The theme so far for Q1 earnings is “beat on profit, slowing revenue, and reduced guidance.” The industrials so far have been disappointing, which is consistent with a slowing economy and a soft landing, writes Nancy Tengler, CIO at Laffer Tengler Investments.
A few examples include:
- Fastenal Co. (FAST) missed on revenues and earnings per share and reported fastener sales down 4% year-over-year, with prices decelerating at a rapid pace. Fastener sales are a close reflection of manufacturing and construction.
- Snap-On Inc. (SNA) also missed big on sales but beat on EPS. The share price was punished.
- Prologis Inc. (PLD) is an industrial REIT that trimmed guidance on macro impacts, including high interest rates, increased supply, and rising vacancies.

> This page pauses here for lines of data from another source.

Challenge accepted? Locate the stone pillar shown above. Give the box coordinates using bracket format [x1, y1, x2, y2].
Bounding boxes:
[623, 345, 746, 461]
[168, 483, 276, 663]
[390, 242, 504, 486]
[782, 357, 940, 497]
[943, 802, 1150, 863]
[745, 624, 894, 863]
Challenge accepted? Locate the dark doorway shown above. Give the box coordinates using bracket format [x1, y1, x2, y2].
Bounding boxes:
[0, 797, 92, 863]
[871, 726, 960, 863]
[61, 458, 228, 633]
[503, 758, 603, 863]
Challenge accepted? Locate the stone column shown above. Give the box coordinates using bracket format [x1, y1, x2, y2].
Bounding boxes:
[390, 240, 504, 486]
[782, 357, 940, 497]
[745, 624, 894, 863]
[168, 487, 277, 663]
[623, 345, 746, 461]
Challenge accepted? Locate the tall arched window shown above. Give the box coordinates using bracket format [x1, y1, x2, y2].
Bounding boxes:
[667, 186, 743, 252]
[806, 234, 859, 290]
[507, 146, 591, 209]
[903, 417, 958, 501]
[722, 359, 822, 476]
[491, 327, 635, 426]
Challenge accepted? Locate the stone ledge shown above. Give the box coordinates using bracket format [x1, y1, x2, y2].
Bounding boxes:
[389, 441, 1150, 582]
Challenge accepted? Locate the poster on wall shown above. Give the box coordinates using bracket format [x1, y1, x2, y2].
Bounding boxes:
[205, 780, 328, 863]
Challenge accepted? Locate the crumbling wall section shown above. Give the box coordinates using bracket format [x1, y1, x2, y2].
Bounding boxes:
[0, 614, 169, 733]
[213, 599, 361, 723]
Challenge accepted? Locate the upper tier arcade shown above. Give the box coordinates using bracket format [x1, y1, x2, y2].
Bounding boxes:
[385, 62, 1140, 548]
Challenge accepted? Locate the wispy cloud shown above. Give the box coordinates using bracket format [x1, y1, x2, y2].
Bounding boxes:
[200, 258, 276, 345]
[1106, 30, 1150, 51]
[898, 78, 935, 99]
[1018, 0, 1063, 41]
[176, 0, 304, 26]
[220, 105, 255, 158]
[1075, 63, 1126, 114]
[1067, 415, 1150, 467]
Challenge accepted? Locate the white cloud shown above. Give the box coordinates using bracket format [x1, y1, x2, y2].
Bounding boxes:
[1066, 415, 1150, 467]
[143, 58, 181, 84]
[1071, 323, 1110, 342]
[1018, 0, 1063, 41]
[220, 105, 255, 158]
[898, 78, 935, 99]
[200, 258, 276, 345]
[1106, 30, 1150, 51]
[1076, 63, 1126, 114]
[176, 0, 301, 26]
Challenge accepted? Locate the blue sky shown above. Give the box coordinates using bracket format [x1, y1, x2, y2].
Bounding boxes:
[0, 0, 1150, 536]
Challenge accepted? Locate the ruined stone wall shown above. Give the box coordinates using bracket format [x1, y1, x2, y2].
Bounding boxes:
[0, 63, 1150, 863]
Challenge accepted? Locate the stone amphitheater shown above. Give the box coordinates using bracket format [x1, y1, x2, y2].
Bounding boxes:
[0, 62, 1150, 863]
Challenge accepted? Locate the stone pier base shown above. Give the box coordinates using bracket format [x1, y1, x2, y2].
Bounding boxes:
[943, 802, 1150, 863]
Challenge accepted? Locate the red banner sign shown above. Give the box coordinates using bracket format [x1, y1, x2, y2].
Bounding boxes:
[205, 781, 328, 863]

If the economy is slowing, that may be good news for Fed watchers. We continue to rely on our 1990s analogy, which we have written about extensively for over a year. Despite higher levels of inflation (on average 3% during the decade) and a 10-year Treasury yield which averaged 5%-7%...plus geopolitical shocks, a war, a labor shortage, an inverted yield curve, a soft landing for the economy, and productivity improvements...stocks enjoyed enviable returns. The Fed raised rates aggressively in 1994, cut three times in 1995, then mostly let it ride.
All of this reinforces our (currently unpopular) view that investors should focus on reliable earners like technology and consumer discretionary stocks (plus industrials and energy). We added to names in the fall of 2022 when the market had written off technology for dead, and again in 2023. That has worked out well.

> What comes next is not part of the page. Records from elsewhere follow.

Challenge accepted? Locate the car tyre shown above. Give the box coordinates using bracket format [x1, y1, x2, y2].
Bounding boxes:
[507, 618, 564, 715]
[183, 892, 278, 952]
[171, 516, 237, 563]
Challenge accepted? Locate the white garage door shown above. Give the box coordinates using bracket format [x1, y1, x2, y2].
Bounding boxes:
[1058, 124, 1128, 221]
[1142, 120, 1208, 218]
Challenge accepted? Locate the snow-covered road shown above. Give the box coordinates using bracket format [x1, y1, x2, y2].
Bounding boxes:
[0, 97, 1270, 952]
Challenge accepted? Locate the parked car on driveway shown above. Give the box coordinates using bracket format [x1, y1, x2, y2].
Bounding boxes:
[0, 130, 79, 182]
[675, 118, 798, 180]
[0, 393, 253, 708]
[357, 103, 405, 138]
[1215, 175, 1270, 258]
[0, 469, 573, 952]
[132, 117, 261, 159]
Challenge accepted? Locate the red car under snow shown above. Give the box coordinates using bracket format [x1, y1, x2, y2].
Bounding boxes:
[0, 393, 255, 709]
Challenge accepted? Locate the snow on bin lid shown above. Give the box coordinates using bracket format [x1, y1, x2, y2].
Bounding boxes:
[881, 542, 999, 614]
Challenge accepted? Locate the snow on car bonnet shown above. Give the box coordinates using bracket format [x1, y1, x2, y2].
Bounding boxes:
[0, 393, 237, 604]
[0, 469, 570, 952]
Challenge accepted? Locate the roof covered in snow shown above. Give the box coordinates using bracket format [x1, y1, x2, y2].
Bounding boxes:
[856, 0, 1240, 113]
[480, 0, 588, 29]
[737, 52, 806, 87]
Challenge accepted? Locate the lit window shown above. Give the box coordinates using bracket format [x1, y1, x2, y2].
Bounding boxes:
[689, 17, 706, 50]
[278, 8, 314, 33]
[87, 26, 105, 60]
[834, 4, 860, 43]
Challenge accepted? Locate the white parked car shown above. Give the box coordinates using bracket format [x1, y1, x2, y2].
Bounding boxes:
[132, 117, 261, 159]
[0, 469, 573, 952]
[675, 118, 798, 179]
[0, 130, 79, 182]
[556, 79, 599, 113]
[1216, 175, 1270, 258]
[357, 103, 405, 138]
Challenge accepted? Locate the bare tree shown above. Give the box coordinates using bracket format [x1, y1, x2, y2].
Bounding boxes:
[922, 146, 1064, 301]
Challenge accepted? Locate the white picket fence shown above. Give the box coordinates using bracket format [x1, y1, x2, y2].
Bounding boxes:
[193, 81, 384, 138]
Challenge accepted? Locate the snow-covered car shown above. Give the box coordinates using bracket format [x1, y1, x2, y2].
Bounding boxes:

Keep in mind: Large, profitable technology companies are beneficiaries of higher interest rates. Just take a gander at their balance sheets. In 2023, interest and investment income rose threefold to $1.6B for Meta Platforms Inc. (META), while Alphabet Inc.’s (GOOGL) haul increased 78% to $3.9B.
And despite handwringing over valuations, we are not in euphoria territory. See the above table from our friends at Alpine Macro. Then note the yield on the 10-year during the periods featured.
What does all this mean? We are using weakness to add to high-quality names. We reiterate our investing theme of old economy companies embracing this new industrial revolution of digitization and generative AI cloud computing.